Albany, NY - This week, Assembly Bill A10499 (Niou), which assists individuals who participated in World Trade Center rescue, recovery or clean-up operations, passed the Assembly. In previous years, this legislation has passed the Assembly, but this year it passed with Assemblymember Niou as the main sponsor of the bill.
Assemblymember Yuh-Line Niou said: The attacks on September 11, 2001 left a profound scar on Lower Manhattan and all of New York. In the weeks, months, and years after the attacks, Lower Manhattan remained hopeful, banding together to rebuild. This community has overcome one of the greatest tragedies in American history, but many of the brave individuals who helped us recover -- the first responders and rescue workers -- are now battling illnesses and burgeoning life-threatening diseases caused by exposure to the toxic dust and fumes at Ground Zero. Some rescue workers are also grappling with the psychological impacts such as post-traumatic stress disorder, anxiety, and depression.
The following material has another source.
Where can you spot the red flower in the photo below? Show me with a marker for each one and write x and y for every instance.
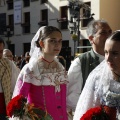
(18, 107)
(16, 104)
Although it has been 17 years since the attacks, some rescue workers are only now feeling the effects. The onset and progression of some of the diseases resulting from exposure occur at a slower rate than others, and it is critical that we keep this in mind when it comes to policies designed to help these individuals and their families. This legislation will give rescue, recovery, and clean-up workers the opportunity to receive the benefits they deserve.
Specifically, this bill will extend the time an individual has to file a notice of participation to begin receiving benefits to 2022. Second, if an individual applied from the 2015-2017 period and was disallowed benefits, their claim will be reconsidered. Thank you to my colleagues for supporting this bill and our brave first responders.
"I applaud Assembly member Niou for her leadership on behalf of 911 rescue workers who sacrificed so much in helping Lower Manhattan recover and rebuild," said Catherine McVay Hughes, a longtime resident and 9/11 healthcare advocate.
Kimberly Flynn, Director of 9/11 Environmental Action said: "There is no deadline for the emergence of 9/11-related health problems for the people exposed to this unprecedented disaster. So any deadline for responders to access benefits for their 9/11 mental or physical health impacts must be extended. Responders, including the cleanup workers exposed to toxins as they cleaned many of Lower Manhattan's high rises, got the city back working again. New York owes them access to benefits as their needs arise."
This legislation, sponsored by Assemblywoman Yuh-Line Niou, will ensure that the brave responders and rescue workers will receive the care that they need, said Charlene Obernauer, Executive Director, New York Committee for Occupational Safety and Health (NYCOSH). Medical conditions resulting from exposure to toxins after 9/11 are continuing to emerge in this population, and extending the deadline of 9/11 heroes to apply to receive benefits is crucial.